Packed Struct Limitation

Packed structs cannot be passed by value to C functions (libffi limitation). Use pointers instead.

PackedPoint <- ffi_struct(x = ffi_uint8(), y = ffi_int32(), .pack = 1L)
tryCatch(
  ffi_cif(PackedPoint, ffi_int()),
  error = function(e) message(e$message)
)
#> Packed struct 'struct' cannot be passed by value to a C function (libffi limitation). Use a pointer instead.

Enumerations

Enums map named constants to integer values, useful for flags, status codes, or options:

# Define an enum type
Color <- ffi_enum(RED = 0L, GREEN = 1L, BLUE = 2L)

# Allocate enum value
color_ptr <- ffi_alloc(Color)

# Convert between names and integers
ffi_enum_to_int(Color, "GREEN")
#> [1] 1
ffi_int_to_enum(Color, 1L)
#> [1] "GREEN"

# Use enums in structs
Pixel <- ffi_struct(
  color = Color,
  intensity = ffi_uint8()
)

pixel <- ffi_alloc(Pixel)
ffi_set_field(pixel, "color", ffi_enum_to_int(Color, "RED"), Pixel)
ffi_set_field(pixel, "intensity", 255L, Pixel)
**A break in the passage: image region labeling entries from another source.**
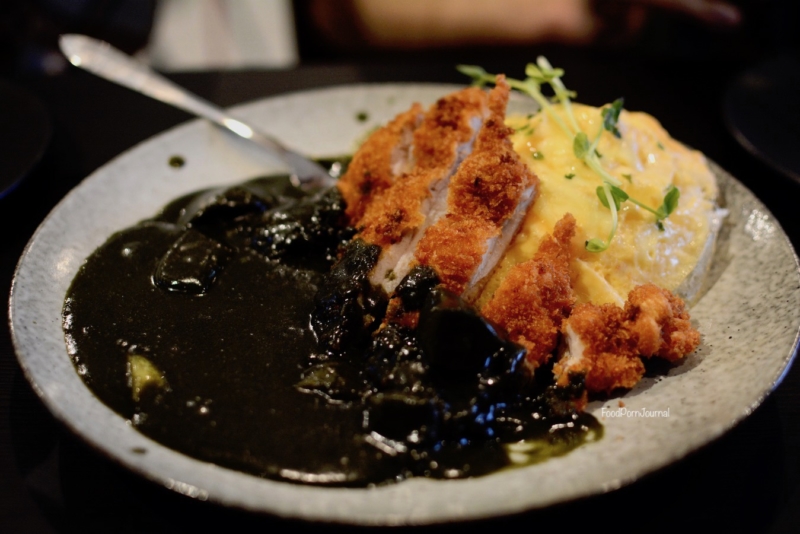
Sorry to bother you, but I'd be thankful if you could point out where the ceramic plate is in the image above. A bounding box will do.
[10,85,800,524]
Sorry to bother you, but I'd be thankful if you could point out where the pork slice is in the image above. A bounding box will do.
[337,104,424,227]
[412,77,539,301]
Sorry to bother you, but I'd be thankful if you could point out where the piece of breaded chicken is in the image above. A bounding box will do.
[481,213,575,371]
[358,87,489,294]
[412,77,538,301]
[337,104,423,227]
[553,284,700,392]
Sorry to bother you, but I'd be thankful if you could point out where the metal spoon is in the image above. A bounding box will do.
[59,34,335,190]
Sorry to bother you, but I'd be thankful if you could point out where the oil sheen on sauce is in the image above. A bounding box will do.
[63,173,602,486]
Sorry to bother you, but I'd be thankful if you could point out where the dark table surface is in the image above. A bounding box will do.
[0,51,800,532]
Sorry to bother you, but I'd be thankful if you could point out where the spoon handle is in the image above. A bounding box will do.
[59,34,333,188]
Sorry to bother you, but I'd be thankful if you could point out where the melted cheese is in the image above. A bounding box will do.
[482,104,717,304]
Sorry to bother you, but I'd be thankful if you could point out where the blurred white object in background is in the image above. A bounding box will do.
[143,0,298,72]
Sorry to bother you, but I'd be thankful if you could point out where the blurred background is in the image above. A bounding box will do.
[0,0,800,76]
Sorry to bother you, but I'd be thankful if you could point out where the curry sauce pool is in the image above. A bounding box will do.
[64,177,602,486]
color_val <- ffi_get_field(pixel, "color", Pixel)
ffi_int_to_enum(Color, color_val)
#> [1] "RED"

Unions

Unions allow multiple fields to share the same memory location, useful for variant types or memory-efficient data structures:

# Define a union (all fields share the same memory)
Value <- ffi_union(
  as_int = ffi_int(),
  as_float = ffi_float(),
  as_bytes = ffi_array_type(ffi_uint8(), 4L)
)

# Allocate union
val <- ffi_alloc(Value)

# Write as integer
ffi_set_field(val, "as_int", 0x41424344L, Value)

# Read back as integer
ffi_get_field(val, "as_int", Value)
#> [1] 1094861636

# Read the same memory as float (reinterprets the bits)
ffi_get_field(val, "as_float", Value)
#> [1] 12.14142

# Tagged union example (union + tag field)
TaggedValue <- ffi_struct(
  tag = ffi_int(),  # 0=int, 1=float
  data = Value
)

tagged <- ffi_alloc(TaggedValue)
ffi_set_field(tagged, "tag", 1L, TaggedValue)

# Access nested union
data_ptr <- ffi_get_field(tagged, "data", TaggedValue)
ffi_set_field(data_ptr, "as_float", 3.14, Value)
ffi_get_field(data_ptr, "as_float", Value)
#> [1] 3.14

Function Calling

After definining types for input and output arguments, we can called availaible C callables after some call preparation. We need to find the native function adress with functions like ffi_symbol (and the dll_* versions) ,ffi_cif creates the context required for a libffi call. We can then call using ffi_call. ffi_function is a more stremalined version

Basic Function Calls

The package comes with some built-in C test functions for testing, they are defined in src/test_functions.c and are accessible when the package is loaded.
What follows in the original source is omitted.